À ce moment précis, Warren, que je ne soutenais plus, laissa échapper un son étouffé... puis tomba sur le sol, sa main droite toujours collée à son coeur.
- Warren ! criai-je, sachant très bien que ça n´y changerait rien.
Je le pris sur mes épaules, faute d´un brancard, et entrai sans attendre. Les autres me suivaient.
Le bâtiment était vide. Seule une réceptionniste était présente au comptoir. En fait, non, elle n´était pas seule, elle discutait avec ce qui paraissait être un médecin que je ne pouvais voir deux secondes plutôt à cause de l´angle du mur.
- Attaque cardiaque, vite ! s´écria Stan.
Ils parurent surpris de nous voir arriver comme ça, à l´improviste... mais la réceptionniste se ressaisit assez rapidement :
- Euh... la porte à droite.
- Posez-le, et branchez le matériel, fit le médecin. J´arrive tout de suite.
Quelques instants plus tard, il nous rejoignit dans la pièce. Il prit sans attendre les deux défibrillateurs.
- Je suis désolé, je suis allé chercher mes lunettes, dit-il en envoyant une charge qui fit sursauter Warren. Je ne vois quasiment rien sans. Parlez moi un peu du patient, que s´est-il passé ?
- Dîtes nous d´abord où est le docteur qui s´occupait de lui, répondit Lockheed pendant qu´une nouvelle charge plus puissante faisait sursauter le corps inanimé.
- Il n´y a plus personne ici... suite au massacre qui a eu lieu, tout le personnel a été évacué, y compris les médecins. On a délégué des habitués du terrain pour assurer le service au cas où.

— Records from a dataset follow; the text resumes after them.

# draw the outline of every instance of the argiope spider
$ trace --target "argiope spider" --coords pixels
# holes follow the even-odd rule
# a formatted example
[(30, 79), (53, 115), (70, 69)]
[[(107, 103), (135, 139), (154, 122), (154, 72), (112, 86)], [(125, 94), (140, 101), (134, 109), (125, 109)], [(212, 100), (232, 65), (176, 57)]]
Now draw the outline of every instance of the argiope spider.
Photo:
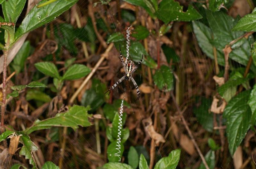
[(140, 90), (139, 90), (138, 85), (137, 85), (137, 83), (136, 83), (136, 82), (133, 79), (132, 75), (132, 74), (135, 72), (135, 71), (136, 70), (136, 69), (138, 68), (139, 66), (140, 63), (141, 63), (141, 62), (142, 62), (142, 60), (143, 59), (143, 54), (142, 55), (142, 58), (141, 59), (139, 62), (138, 64), (137, 65), (135, 66), (134, 62), (132, 60), (128, 60), (127, 61), (127, 63), (126, 65), (124, 61), (124, 59), (123, 58), (123, 55), (121, 53), (121, 47), (120, 45), (119, 45), (119, 48), (120, 50), (120, 57), (119, 58), (119, 59), (120, 60), (120, 61), (121, 61), (121, 63), (122, 63), (122, 65), (123, 65), (123, 67), (124, 69), (125, 74), (118, 80), (109, 89), (106, 91), (105, 93), (105, 94), (109, 91), (109, 93), (108, 94), (108, 95), (109, 95), (110, 92), (113, 90), (116, 87), (118, 84), (121, 83), (124, 80), (129, 80), (129, 81), (130, 81), (130, 80), (132, 80), (132, 81), (133, 83), (133, 85), (135, 86), (135, 88), (136, 88), (136, 90), (137, 91), (137, 99), (136, 99), (136, 100), (139, 100), (139, 99), (140, 98)]

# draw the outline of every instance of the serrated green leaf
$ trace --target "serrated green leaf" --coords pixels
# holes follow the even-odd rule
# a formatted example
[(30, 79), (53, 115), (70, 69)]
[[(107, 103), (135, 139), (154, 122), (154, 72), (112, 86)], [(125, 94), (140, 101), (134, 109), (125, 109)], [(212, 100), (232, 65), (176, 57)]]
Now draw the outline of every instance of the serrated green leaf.
[(74, 80), (80, 79), (88, 74), (91, 69), (88, 67), (80, 64), (75, 64), (70, 66), (63, 75), (64, 80)]
[(159, 4), (159, 9), (156, 12), (158, 18), (167, 24), (171, 21), (191, 21), (201, 19), (202, 17), (190, 5), (185, 12), (183, 7), (174, 0), (163, 0)]
[(138, 40), (144, 39), (149, 35), (149, 32), (147, 28), (140, 25), (135, 28), (131, 34), (132, 36)]
[(29, 136), (23, 135), (20, 137), (23, 146), (20, 151), (20, 155), (25, 156), (26, 159), (28, 159), (29, 164), (33, 166), (33, 169), (37, 168), (36, 164), (35, 161), (32, 151), (37, 151), (38, 148), (30, 139)]
[(6, 130), (0, 135), (0, 142), (5, 140), (7, 137), (14, 132), (9, 130)]
[(28, 91), (26, 95), (26, 100), (29, 101), (35, 100), (44, 102), (51, 102), (52, 98), (44, 93), (36, 90), (30, 90)]
[(116, 162), (106, 163), (102, 167), (106, 169), (132, 169), (132, 168), (128, 164)]
[(140, 154), (140, 163), (139, 166), (140, 169), (148, 169), (148, 163), (145, 158), (145, 157), (142, 153)]
[(14, 164), (12, 166), (12, 167), (11, 167), (10, 169), (20, 169), (21, 167), (22, 167), (22, 168), (24, 169), (28, 169), (27, 168), (23, 165), (22, 165), (19, 164)]
[(172, 151), (168, 157), (162, 158), (156, 163), (154, 169), (176, 168), (180, 160), (180, 149), (177, 149)]
[(29, 55), (30, 49), (29, 41), (26, 41), (16, 54), (12, 64), (16, 71), (16, 74), (18, 74), (24, 67), (25, 61)]
[(66, 112), (58, 114), (53, 117), (36, 121), (25, 132), (29, 134), (34, 131), (49, 129), (52, 126), (69, 127), (76, 130), (78, 125), (90, 126), (91, 124), (88, 117), (90, 115), (87, 112), (90, 109), (89, 106), (85, 108), (75, 105)]
[(52, 77), (60, 78), (60, 74), (57, 67), (52, 63), (40, 62), (35, 64), (35, 66), (38, 70), (45, 75)]
[(116, 42), (124, 40), (124, 35), (121, 32), (114, 33), (110, 35), (107, 40), (107, 43)]
[[(119, 157), (117, 156), (115, 156), (115, 154), (119, 152), (118, 150), (116, 149), (116, 148), (117, 148), (117, 144), (116, 140), (115, 140), (110, 143), (108, 146), (107, 149), (108, 159), (109, 162), (117, 162), (119, 161)], [(120, 143), (120, 145), (121, 146), (120, 158), (122, 158), (124, 147), (124, 144), (122, 143)]]
[[(204, 157), (204, 158), (210, 169), (214, 169), (215, 167), (215, 152), (214, 151), (209, 151)], [(198, 169), (206, 168), (203, 162), (201, 163)]]
[(242, 18), (232, 28), (232, 31), (256, 31), (256, 8), (251, 13)]
[(253, 127), (256, 121), (256, 85), (253, 86), (253, 88), (251, 92), (248, 104), (252, 111), (251, 124)]
[(60, 169), (60, 167), (51, 161), (47, 161), (42, 166), (42, 169)]
[(250, 92), (244, 91), (232, 98), (223, 112), (227, 119), (226, 132), (232, 157), (250, 128), (252, 112), (247, 102)]
[(172, 71), (167, 66), (163, 65), (160, 69), (157, 70), (153, 76), (155, 84), (158, 88), (164, 88), (170, 91), (173, 88), (173, 75)]
[(3, 13), (5, 22), (15, 24), (25, 5), (24, 0), (4, 1), (2, 4)]
[(209, 109), (212, 105), (212, 100), (203, 97), (196, 98), (196, 104), (201, 103), (199, 107), (195, 107), (193, 112), (196, 118), (204, 128), (210, 132), (213, 130), (213, 120), (212, 113), (209, 112)]
[[(40, 8), (34, 7), (23, 20), (15, 33), (17, 40), (24, 34), (53, 20), (64, 11), (69, 9), (78, 0), (57, 0), (51, 4)], [(41, 1), (38, 4), (46, 2)]]
[(130, 147), (128, 152), (128, 164), (135, 169), (139, 165), (139, 155), (133, 146)]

Après avoir lancé la troisième charge, il se tourna vers nous, d´un air désolé.
- Je suis navré, mais je ne crains qu´il n´y ait rien d´autre à faire. Je ne suis pas vraiment qualifié pour les attaques cardiaques. Mon doctorat en informatique et physique mécanique a ses limites.
Nous étions tous abattus, et moi plus que les autres. J´adossai ma tête contre le buste de Warren et commençai à me lamenter intérieurement. Il paraît que le cerveau dans la détresse se met à fonctionner plus que la normale. Les dernières paroles du docteur firent tilt.
- Qu´est ce vous avez dit ? Physique ? bondis-je littéralement de mon siège.
Ripple avait soudain compris lui aussi. Il s´écria :
- Au contraire ! Vous pouvez sûrement nous aider ! Ce gamin est truffé de nano-machines. Vous devez faire en sorte qu´elles reprennent leur fonctions.
- Hein ? Nano-machines ? Euh...
Il regarda Warren, essayant de comprendre la situation...
- Assurément... les nano-machines sont un domaine que je maîtrise parfaitement... mais les faire revivre n´est pas une tache facile... et le temps est un grand ennemi, les cinq minutes ont du être largement dépassées.
- Non, je suis sur qu´il reste encore une chance, fit Bullet, tout à fait impassible comme à son habitude.
- Vous pouvez le croire sur parole, signala Lockheed.
Une minute plus tard, de justesse avant que le temps imparti ne soit écoulé, une secousse puissante réveilla Warren. Il prit une énorme bouffée d´air comme s´il avait été asphyxié et se rallongea. Il se redressa pour nous regarder tout à tour, comme sous le choc.
- Qu´est ce qui s´est passé ?
Le «gars à lunettes» venait tout juste d´envoyer une charge puissante, après avoir préalablement «réactivé» les nano-machines... du moins, c´est ce que j´avais compris.
Warren était en train de se reposer dans la pièce, Stan, Hornet, Falcon et Bullet à ses cotés. J´étais en revanche, en compagnie de Lockheed, avec le docteur. Il avait enlevé sa blouse blanche, laissant entrevoir un pull vert. Ses cheveux bruns brillaient dans l´éclat de ses lunettes.
- Étrange... il se trouve bizarrement que je suis le seul dans ce pays, et euh sûrement dans le monde entier, euh sans vouloir paraître prétentieux, dit-il en rajustant ses lunettes de sa main droite, qui aurait pu sauver ce garçon. Étrange hasard, non ?
- Je ne crois pas aux hasards, répondit directement Lockheed.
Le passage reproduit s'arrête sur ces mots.